Guest Post by Melanie Holmes
“I thought if I couldn’t have children, there was no reason to live.”
I read those words years ago, spoken by an infertile woman, and all I could think of was my own daughter (who is now a teenager).
Life. It’s wonderful, isn’t it? If I asked 100 people what makes life wonderful, I’d receive many different answers.
Cheryl* always wanted to be a teacher. When she got her first classroom, it was a wonderful moment. Cheryl’s passion is underprivileged kids; she believes they need great teachers! But there’s something about Cheryl that makes people raise their eyebrows. You see, Cheryl doesn’t want kids of her own.
Another woman I interviewed for my book, who also happens to be a teacher, has heard: “If you don’t want to have kids, why’d you become a teacher?”
Women receive these kinds of responses whether they have chosen not to have kids or whether they are “NotMoms” by circumstance or biology. The assumptions that we hold about others are based on our beliefs and our emotions. No one means for a woman to feel “less than” just because she’s not a Mom, and yet we hear people say, “My life was meaningless until I became a Mom.” This statement comes from a place of emotion…however, when people make this kind of statement, they really need to look around and see who’s listening.

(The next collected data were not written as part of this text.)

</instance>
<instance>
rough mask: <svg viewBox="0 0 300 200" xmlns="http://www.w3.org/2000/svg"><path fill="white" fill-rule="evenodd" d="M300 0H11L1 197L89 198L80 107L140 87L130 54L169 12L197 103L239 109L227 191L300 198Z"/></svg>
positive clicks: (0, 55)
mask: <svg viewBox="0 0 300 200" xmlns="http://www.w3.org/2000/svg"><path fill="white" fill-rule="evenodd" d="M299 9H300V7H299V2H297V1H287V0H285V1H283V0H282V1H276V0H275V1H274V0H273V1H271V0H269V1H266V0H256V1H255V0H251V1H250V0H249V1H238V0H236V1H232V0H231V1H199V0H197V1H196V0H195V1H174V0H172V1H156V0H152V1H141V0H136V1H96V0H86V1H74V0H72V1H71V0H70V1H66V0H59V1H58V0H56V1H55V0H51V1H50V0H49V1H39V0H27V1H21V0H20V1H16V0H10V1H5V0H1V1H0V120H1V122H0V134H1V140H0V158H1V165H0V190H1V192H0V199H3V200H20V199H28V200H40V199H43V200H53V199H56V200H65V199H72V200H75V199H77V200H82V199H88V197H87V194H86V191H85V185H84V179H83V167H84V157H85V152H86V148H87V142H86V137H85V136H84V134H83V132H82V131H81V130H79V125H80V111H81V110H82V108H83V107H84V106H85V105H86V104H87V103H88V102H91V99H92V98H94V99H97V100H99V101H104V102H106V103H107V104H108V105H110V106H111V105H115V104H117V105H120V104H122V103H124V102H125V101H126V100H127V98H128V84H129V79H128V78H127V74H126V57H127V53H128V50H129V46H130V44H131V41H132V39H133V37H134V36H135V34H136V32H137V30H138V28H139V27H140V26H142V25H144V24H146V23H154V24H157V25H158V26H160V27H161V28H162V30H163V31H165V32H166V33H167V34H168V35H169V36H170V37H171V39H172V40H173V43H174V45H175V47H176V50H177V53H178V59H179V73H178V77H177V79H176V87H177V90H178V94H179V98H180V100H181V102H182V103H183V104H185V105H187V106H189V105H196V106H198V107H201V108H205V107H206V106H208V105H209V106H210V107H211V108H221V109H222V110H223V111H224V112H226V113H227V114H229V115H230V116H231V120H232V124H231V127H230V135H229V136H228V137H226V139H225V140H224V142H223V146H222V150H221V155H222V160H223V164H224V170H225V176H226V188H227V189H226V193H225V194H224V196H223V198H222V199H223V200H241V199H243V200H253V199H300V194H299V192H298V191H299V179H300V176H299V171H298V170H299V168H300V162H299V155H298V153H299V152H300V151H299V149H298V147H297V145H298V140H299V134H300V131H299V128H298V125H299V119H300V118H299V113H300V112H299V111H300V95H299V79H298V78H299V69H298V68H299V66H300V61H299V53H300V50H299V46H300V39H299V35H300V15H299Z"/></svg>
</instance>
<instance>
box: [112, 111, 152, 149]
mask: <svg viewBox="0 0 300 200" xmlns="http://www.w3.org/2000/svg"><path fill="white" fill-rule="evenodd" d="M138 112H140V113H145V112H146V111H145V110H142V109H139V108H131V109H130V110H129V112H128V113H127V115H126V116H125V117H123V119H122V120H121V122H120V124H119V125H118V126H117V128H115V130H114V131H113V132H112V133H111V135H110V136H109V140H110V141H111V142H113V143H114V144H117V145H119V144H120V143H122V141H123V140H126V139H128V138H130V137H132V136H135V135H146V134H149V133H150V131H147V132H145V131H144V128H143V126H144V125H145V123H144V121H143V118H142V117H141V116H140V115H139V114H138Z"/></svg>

Voiced assumptions are everywhere. A little girl may hear, “Oh you’re so good with your little cousin; you’re going to make such a good Mommy someday!” But what if that little girl grows up and doesn’t want to be a Mom? Or, what if she feels a passion for a career and that path excludes motherhood? What if she doesn’t find the right partner? What if she’s biologically unable to have a child?
Some people will say, “Oh, well then, she’ll find a way to fill the void.” But why would we want women to feel a void to begin with?